How to optimise clinical consultations
The patient should be as prepared as possible
The clinician should be as prepared as possible
The clinician should know the person before making the person into a patient
The consultation should be unhurried for patient and clinician
The clinician should be able to give undivided attention to the patient
The clinician should be able to hear himself or herself think
Ready supply of information into the consultation
Confidentiality and dignity must be maintained
The clinician should be regularly refreshed
An important other person should be encouraged to participate in the consultation if the patient wishes
These conditions are extremely simple. Yet, to the best of my knowledge, this is the first-ever clear formulation of what needs to be put in place before we can assume that all the sophisticated techniques of doctor-patient communication that we have learned can ever be put into practice. They include such basic things as allowing enough time for doctor and patient to prepare for their encounter, whatever the setting might be; making sure that all the relevant information is to hand; and encouraging a significant relative or friend of the patient to join the consultation if that is what the patient wishes. This is something that could be particularly important with frail elderly people, but is also an offer that almost any patient might welcome if given the choice. There are already places where practices such as these are being adopted.5 Caldwell argues this should now be far more widespread.

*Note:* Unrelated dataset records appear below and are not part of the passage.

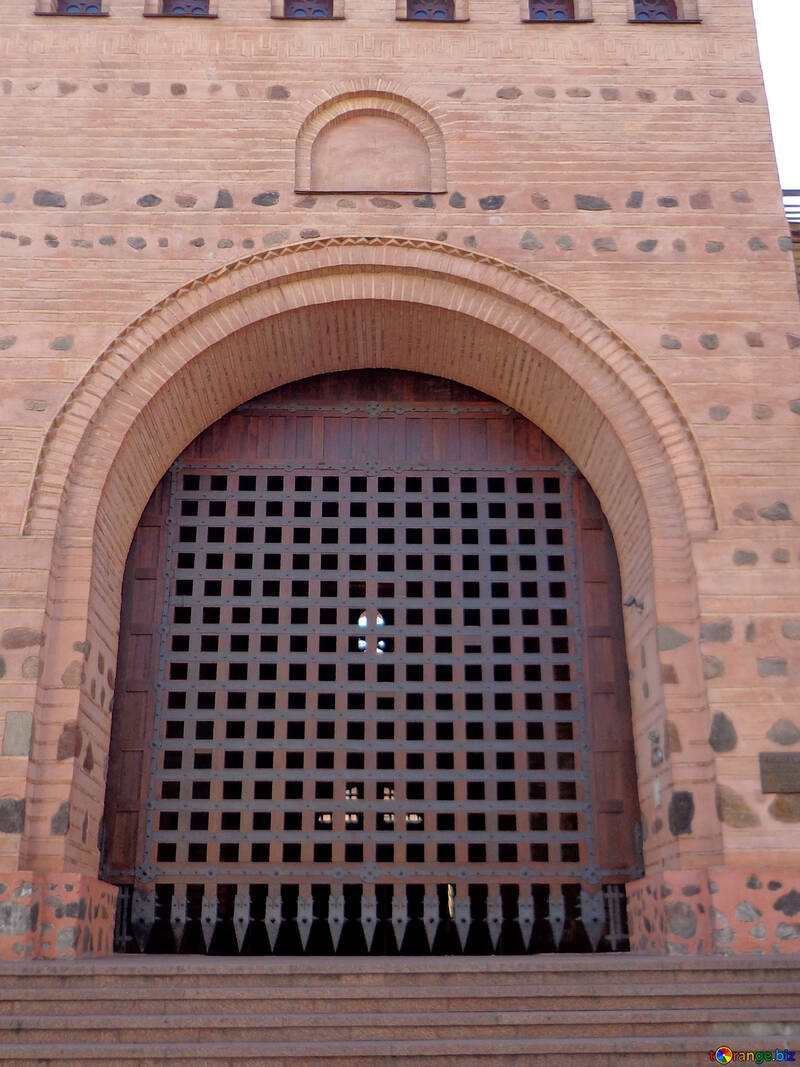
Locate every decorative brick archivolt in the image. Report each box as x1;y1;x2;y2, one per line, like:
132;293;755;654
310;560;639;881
294;87;447;193
22;237;718;874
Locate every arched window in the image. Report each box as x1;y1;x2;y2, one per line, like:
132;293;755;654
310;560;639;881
55;0;102;15
407;0;455;22
161;0;209;12
528;0;575;22
284;0;334;18
634;0;678;22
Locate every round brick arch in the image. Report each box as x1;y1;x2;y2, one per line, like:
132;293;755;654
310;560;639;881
23;237;715;873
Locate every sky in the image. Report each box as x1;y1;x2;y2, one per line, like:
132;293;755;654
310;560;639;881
755;0;800;189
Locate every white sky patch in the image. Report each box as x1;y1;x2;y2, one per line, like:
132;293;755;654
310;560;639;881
750;0;800;189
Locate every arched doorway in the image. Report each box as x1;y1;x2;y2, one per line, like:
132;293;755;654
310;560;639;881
105;371;641;953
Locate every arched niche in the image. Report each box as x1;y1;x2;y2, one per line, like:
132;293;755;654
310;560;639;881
295;91;446;193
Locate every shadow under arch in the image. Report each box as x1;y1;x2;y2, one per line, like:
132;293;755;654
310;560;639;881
17;237;715;874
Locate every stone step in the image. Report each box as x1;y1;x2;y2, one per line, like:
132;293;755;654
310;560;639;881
0;981;800;1018
0;1004;800;1047
0;1031;791;1067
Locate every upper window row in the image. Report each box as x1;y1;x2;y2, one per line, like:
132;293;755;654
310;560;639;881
36;0;698;22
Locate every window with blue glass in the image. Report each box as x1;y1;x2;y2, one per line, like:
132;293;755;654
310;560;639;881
161;0;209;12
529;0;575;22
55;0;102;15
284;0;333;18
634;0;677;22
407;0;455;22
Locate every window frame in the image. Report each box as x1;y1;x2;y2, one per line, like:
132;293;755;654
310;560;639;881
142;0;220;18
270;0;345;22
627;0;703;26
519;0;594;26
395;0;469;26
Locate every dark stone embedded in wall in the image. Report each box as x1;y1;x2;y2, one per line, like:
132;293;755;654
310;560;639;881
703;656;725;681
733;548;758;567
758;500;791;523
55;722;83;760
0;626;45;649
519;229;544;252
668;790;694;837
772;882;800;919
575;193;611;211
50;800;69;838
716;785;761;829
758;656;789;678
663;901;698;938
768;793;800;823
657;625;691;652
700;619;733;643
708;712;739;752
0;797;25;833
33;189;66;207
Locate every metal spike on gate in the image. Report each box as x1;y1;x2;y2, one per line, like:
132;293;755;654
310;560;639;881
517;893;533;944
234;886;250;952
327;893;345;952
298;896;314;952
170;893;186;947
130;892;156;952
580;887;606;952
548;896;566;946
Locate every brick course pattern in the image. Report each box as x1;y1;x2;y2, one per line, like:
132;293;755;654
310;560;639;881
0;0;800;952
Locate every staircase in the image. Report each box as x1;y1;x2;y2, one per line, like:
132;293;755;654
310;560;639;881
0;954;800;1067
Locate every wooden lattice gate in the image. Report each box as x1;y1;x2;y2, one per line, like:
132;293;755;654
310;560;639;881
105;371;641;953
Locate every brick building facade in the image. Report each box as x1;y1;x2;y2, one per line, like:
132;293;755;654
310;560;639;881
0;0;800;958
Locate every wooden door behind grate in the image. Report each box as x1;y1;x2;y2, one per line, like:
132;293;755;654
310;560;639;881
106;372;639;947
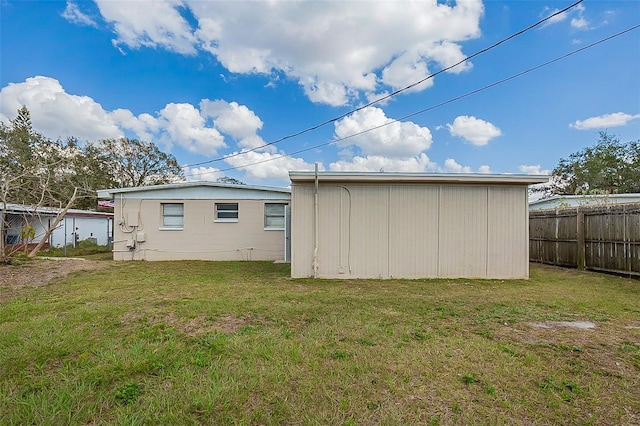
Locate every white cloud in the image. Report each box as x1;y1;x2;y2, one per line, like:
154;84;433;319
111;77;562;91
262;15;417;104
0;76;123;139
335;107;432;159
200;99;275;149
444;158;472;173
541;4;591;30
518;164;551;175
91;0;484;106
96;0;197;54
224;151;324;181
540;6;569;27
329;153;436;172
62;0;98;27
182;166;224;181
569;112;640;130
571;17;590;30
0;76;275;156
447;115;502;146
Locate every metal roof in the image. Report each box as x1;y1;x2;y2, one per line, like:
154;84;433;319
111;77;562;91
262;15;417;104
98;181;291;199
289;171;549;185
0;203;113;217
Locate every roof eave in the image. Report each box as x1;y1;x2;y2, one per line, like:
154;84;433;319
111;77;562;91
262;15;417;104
96;181;291;199
289;171;549;185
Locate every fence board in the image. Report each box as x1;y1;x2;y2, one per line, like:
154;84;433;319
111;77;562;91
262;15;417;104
529;204;640;276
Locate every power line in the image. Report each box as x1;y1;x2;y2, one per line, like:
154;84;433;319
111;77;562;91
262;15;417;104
182;0;584;168
185;24;640;180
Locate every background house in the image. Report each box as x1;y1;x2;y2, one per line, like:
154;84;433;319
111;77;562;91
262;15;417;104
529;194;640;210
289;172;547;278
98;181;291;260
0;203;113;247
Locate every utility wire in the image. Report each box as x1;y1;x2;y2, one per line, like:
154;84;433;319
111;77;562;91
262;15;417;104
187;24;640;176
182;0;584;168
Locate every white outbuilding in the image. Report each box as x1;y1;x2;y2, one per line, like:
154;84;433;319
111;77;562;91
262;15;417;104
289;172;548;279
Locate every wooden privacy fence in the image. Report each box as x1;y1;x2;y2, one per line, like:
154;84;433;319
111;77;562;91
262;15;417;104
529;204;640;276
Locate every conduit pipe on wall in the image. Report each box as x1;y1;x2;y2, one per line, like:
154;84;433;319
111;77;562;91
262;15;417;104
313;163;320;278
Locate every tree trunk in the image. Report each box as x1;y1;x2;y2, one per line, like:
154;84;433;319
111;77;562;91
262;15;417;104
28;188;78;258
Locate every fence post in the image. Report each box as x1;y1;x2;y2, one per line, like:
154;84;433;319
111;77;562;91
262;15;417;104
576;208;586;270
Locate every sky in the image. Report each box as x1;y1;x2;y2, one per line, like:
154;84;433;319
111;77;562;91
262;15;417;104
0;0;640;186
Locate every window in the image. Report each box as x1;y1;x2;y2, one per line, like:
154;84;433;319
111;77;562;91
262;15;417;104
215;203;238;222
264;203;286;229
162;203;184;229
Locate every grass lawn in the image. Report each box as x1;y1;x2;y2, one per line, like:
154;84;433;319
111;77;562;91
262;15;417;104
0;262;640;425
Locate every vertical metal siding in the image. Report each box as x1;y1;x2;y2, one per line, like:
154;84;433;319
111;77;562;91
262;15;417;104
291;182;528;278
487;186;529;278
348;185;389;278
291;185;314;278
438;185;487;278
389;185;439;278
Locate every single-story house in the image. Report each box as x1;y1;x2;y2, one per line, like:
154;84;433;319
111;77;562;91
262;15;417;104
0;203;113;247
98;181;291;261
529;193;640;210
289;172;548;279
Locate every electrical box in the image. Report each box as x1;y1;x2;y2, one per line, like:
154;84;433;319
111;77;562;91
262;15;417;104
127;212;138;226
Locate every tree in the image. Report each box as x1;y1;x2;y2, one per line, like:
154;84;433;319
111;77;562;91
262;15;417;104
551;132;640;194
95;138;184;189
0;107;94;259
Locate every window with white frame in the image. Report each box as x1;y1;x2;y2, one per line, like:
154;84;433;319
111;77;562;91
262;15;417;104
162;203;184;229
264;203;286;229
215;203;238;222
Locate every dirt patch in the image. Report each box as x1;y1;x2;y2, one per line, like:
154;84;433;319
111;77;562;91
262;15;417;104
0;258;110;299
122;312;261;337
530;321;596;330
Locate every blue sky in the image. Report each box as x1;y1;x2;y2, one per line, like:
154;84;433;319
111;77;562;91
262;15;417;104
0;0;640;186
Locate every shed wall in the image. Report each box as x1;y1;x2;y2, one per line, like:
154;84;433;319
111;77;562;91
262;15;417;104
291;182;529;278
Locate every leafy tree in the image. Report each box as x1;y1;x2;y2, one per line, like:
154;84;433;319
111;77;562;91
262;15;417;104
92;138;184;189
551;132;640;194
0;107;93;259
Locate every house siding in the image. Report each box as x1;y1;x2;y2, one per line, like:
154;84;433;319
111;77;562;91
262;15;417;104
114;198;289;260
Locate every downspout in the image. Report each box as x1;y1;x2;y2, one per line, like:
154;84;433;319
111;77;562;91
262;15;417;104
313;163;320;278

As many of the participants at the Kings Fund discussion pointed out, this is all scarcely rocket science. If quality improvement initiatives could focus on the single issue of allowing clinicians to engage in proper dialogue with patients, this could act as a catalyst for far wider systems change: this includes the way teams function in hospitals, how laboratories interact with clinicians, how primary and secondary care relate to each other, and very much more. Putting medicine's core activity – the clinical consultation – back at the heart of everything the organisation does, could make a huge difference to cost efficiency and clinical outcomes.